When an Oregon "As-is" Condo is not "As-is"

Recently, I have been contacted by several Oregon condominium association board members and individual homeowners whose conversion condominiums are experiencing serious construction defects and substantial repair costs.  Some of these owners and board members have stated they don't believe they have any legal claims because the developer sold the condominium unit "as-is."

Oregon law, as in many states, provides statutory warranties or disclosure requirements for initial condominium purchasers--for both new condos and conversion condos:  

  *  A Declarant of a newly constructed condominium shall expressly warrant against defects in the plumbing, electrical, mechanical, structural, and all other components of the newly constructed units and common elements.  The applicable statute is ORS 100.185.

  *  A Declarant of a conversion condominium must provide a statement of the "present condition of all structural components and major mechanical and utility installations in the condominium, including the approximate date of construction and a reasonable estimate of the remaining useful life of, at a minimum, the roof, siding, plumbing, electrical, HVAC system, asphalt, sidewalks and decks."  The disclosure also must include a statement of whether the assessment of conditions was prepared by a licensed engineer, architect or home inspector.  The applicable statute is ORS 100.655(h).

Thus, there is no such thing as an "as-is" new condominium unit sold in Oregon.  Although Declarants may sell a conversion condominium unit without a warranty, or "as-is," that does not necessarily mean an owner or association foregoes all legal rights in the event construction defects or prior damages exist.  An owner or association may have claims for lack of proper disclosure in the Condominium Disclosure Statement, regardless of whether an "as-is" statement was included in the Condominium Disclosure Statement and/or Purchase and Sale Agreement.

Lastly, although there are no reported Oregon appellate decisions directly on point, courts in other states (including neighboring Washington) have rejected a Declarant's attempts to disclaim warranty and disclosure obligations through a general "as-is" statement.

If you have specific questions regarding your condominium's warranties or disclosures, feel free to contact the Portland or Bend offices of Barker Martin, P.S.  

Developer Liability for Implied Warranty of Suitability

There is a common misconception among builders and buyers of condominium conversions that builders who convert apartments into condos are only liable for “what they touch” or the parts of the condominium that they actually improve. This is not correct. In fact, there are a number of avenues for recovery when a conversion condominium experiences leaks or other problems relating to original construction defects even when the converter did not touch that part of the building. Among these is a claim against the converter under the implied warranty of suitability, which is just now getting some focus in the industry. 

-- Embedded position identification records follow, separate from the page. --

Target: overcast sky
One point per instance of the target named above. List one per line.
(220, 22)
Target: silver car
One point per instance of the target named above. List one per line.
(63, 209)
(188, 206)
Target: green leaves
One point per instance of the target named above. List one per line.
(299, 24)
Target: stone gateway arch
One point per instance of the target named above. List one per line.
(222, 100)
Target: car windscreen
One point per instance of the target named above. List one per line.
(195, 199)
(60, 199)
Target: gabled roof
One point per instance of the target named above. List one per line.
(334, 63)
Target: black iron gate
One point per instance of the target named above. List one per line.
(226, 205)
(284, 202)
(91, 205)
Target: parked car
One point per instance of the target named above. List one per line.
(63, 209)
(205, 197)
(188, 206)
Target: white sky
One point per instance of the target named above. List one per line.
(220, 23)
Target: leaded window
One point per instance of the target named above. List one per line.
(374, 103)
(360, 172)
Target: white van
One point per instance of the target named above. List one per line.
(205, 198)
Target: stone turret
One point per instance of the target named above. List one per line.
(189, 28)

In addition to the well-known warranties of quality for work actually done by a builder converting a building into condos, the Condo Act also provides that the creator of the condominium warrants that “a unit and the common elements in the condominium are suitable for the ordinary uses of real estate of its type.” This is called the implied warranty of suitability or fitness. Unlike the implied warranties of quality, this warranty applies to units and common elements, regardless of whether the developer did any work on those elements

It is unsettled what “suitable for ordinary uses” means because there is no further definition of the term in the statute, nor are there any published legal opinions relating to this matter in the context of conversion condominiums. It may be that this warranty equates with a warranty of habitability, meaning the building is so unsafe as to be virtually uninhabitable under certain circumstances. But it may mean just what it says – that the building is “unsuitable” for its ordinary uses rather than uninhabitable. We have and will continue to argue that a building that leaks is unsuitable for use as someone’s home. To our knowledge, this theory has not been tested in the courts, but we expect to see breach of this warranty pleaded in the near future, especially where, for example, a 75-year-old apartment has been converted for current use as condos with little to no renovation.